Bug 46467

Summary: Apache-childs segfault when number of childs reaches 130
Product: Apache httpd-2 Reporter: Alex Pircher <Alexander_Pircher>
Component: mpm_preforkAssignee: Apache HTTPD Bugs Mailing List <bugs>
Status: RESOLVED FIXED    
Severity: critical CC: erno.kovacs, jwezel, klausman, werner
Priority: P1 Keywords: FixedInTrunk
Version: 2.2.11   
Target Milestone: ---   
Hardware: Other   
OS: Linux   
Attachments: GNU-Debugger-Output.txt
httpd.conf
add more error logging for apr_pollset_create and apr_pollset_add
worker beos (not tested)

Description Alex Pircher 2009-01-02 16:52:43 UTC
Created attachment 23071 [details]
GNU-Debugger-Output.txt

DESCRIPTION:
The Apache-childs begin to segfault once Apache reaches 130 childs.
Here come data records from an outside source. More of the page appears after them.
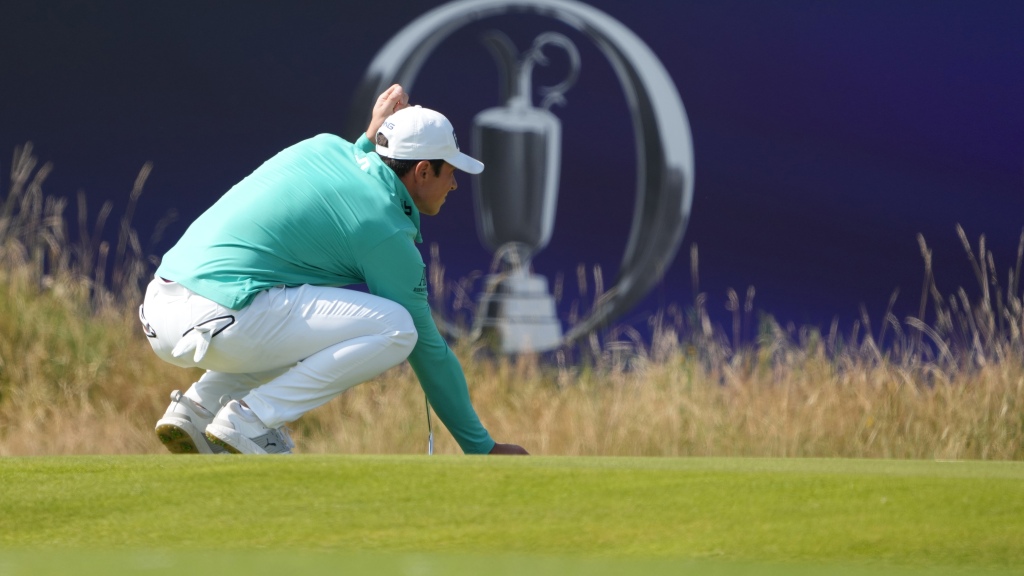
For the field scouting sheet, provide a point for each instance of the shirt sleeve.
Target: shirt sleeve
(394, 270)
(364, 144)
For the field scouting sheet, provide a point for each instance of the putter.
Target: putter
(430, 429)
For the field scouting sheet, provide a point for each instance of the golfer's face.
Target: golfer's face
(435, 190)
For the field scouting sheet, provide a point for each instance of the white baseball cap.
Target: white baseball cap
(420, 133)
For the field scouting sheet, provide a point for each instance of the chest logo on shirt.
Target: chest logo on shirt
(421, 288)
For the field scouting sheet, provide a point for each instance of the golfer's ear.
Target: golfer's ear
(422, 168)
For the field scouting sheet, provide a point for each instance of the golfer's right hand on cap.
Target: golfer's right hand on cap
(509, 449)
(393, 99)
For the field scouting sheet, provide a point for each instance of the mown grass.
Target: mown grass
(886, 515)
(77, 375)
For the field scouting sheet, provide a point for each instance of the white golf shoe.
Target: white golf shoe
(182, 425)
(240, 430)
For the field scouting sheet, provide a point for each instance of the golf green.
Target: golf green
(421, 515)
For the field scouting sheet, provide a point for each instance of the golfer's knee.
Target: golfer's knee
(403, 332)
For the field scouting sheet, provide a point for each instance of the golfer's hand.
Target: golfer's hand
(509, 449)
(393, 99)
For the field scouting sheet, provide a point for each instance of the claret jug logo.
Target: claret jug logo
(520, 145)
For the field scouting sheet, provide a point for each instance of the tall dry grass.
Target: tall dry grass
(77, 374)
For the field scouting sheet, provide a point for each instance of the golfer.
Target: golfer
(253, 293)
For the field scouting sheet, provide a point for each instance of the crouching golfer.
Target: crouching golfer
(251, 293)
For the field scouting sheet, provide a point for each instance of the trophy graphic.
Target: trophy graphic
(516, 196)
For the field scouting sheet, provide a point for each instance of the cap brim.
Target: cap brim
(466, 163)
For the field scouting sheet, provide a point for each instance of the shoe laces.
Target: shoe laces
(286, 436)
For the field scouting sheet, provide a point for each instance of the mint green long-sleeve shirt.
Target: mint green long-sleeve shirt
(327, 212)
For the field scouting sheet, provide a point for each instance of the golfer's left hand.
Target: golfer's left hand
(393, 99)
(509, 449)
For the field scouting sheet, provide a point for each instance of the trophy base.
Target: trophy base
(518, 315)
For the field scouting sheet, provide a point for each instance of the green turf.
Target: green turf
(422, 515)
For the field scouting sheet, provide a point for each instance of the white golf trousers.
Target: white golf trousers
(287, 353)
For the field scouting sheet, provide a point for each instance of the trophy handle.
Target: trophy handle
(555, 94)
(665, 147)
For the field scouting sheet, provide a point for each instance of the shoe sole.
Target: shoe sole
(178, 438)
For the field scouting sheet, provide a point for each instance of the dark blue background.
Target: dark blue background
(826, 134)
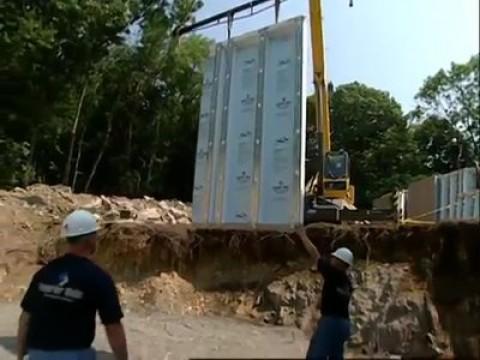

This can
be reproduced every time by setting MinSpareServers to a value higher than 130.
It has been tested with 2.2.11, 2.2.10 and 2.2.9 which all have the same
behaviour. 2.0.63 is working fine.

The error_log contains:
...
[Sat Jan 03 01:32:34 2009] [notice] child pid 672 exit signal Segmentation fault (11)
[Sat Jan 03 01:32:34 2009] [notice] child pid 673 exit signal Segmentation fault (11)
[Sat Jan 03 01:32:34 2009] [notice] child pid 674 exit signal Segmentation fault (11)
...

Attached is the output of the gdb of one coredump.

CONFIGURATION:
./configure --prefix=/usr/local/bin/httpd --enable-suexec --with-suexec --enable-mods-shared=all --disable-imagemap

Following lines have been added to httpd.conf:
# ---------------------------------------------
<IfModule prefork.c>
StartServers      32
MinSpareServers  200
MaxSpareServers  400
ServerLimit      1600
MaxClients       1600
MaxRequestsPerChild  4000
</IfModule>

CoreDumpDirectory /tmp
# ---------------------------------------------
Comment 1 Ruediger Pluem 2009-01-03 01:31:12 UTC
Please provide the following information:

- Kernel version
- glibc version
- Your httpd.conf
- Your ulimits (ulimit -a)

Please execute the following steps with gdb when you have loaded your core dump:

frame 1
p num_listensocks
Comment 2 Alex Pircher 2009-01-03 13:26:32 UTC
Created attachment 23075 [details]
httpd.conf
Comment 3 Alex Pircher 2009-01-03 13:27:57 UTC
- Kernel version
2.6.27.9-159 (x86_64)

- glibc version
2.9

- Your httpd.conf
Default httpd.conf installed during installation with the lines above added.
Attached is my httpd.conf

- Your ulimits (ulimit -a)
I have already tried set the limits as high as possible, the current settings are:
core file size          (blocks, -c) unlimited
data seg size           (kbytes, -d) unlimited
scheduling priority             (-e) unlimited
file size               (blocks, -f) unlimited
pending signals                 (-i) unlimited
max locked memory       (kbytes, -l) unlimited
max memory size         (kbytes, -m) unlimited
open files                      (-n) 1000000
pipe size            (512 bytes, -p) 8
POSIX message queues     (bytes, -q) unlimited
real-time priority              (-r) 0
stack size              (kbytes, -s) unlimited
cpu time               (seconds, -t) unlimited
max user processes              (-u) unlimited
virtual memory          (kbytes, -v) unlimited
file locks                      (-x) unlimited

- gdb steps
(gdb) frame 1
#1  0x00000000004494b6 in child_main (child_num_arg=<value optimized out>) at prefork.c:532
532             (void) apr_pollset_add(pollset, &pfd);
(gdb) p num_listensocks
$1 = 1
Comment 4 Alex Pircher 2009-01-03 14:02:23 UTC
An additional note which may be important. I have just tested it with the first 2.2-release of Apache 2.2.0 and got the same behaviour.
Comment 5 Jeff Trawick 2009-01-06 14:20:16 UTC
Ruediger, is apr_pollset_create() failing due to some kernel limit?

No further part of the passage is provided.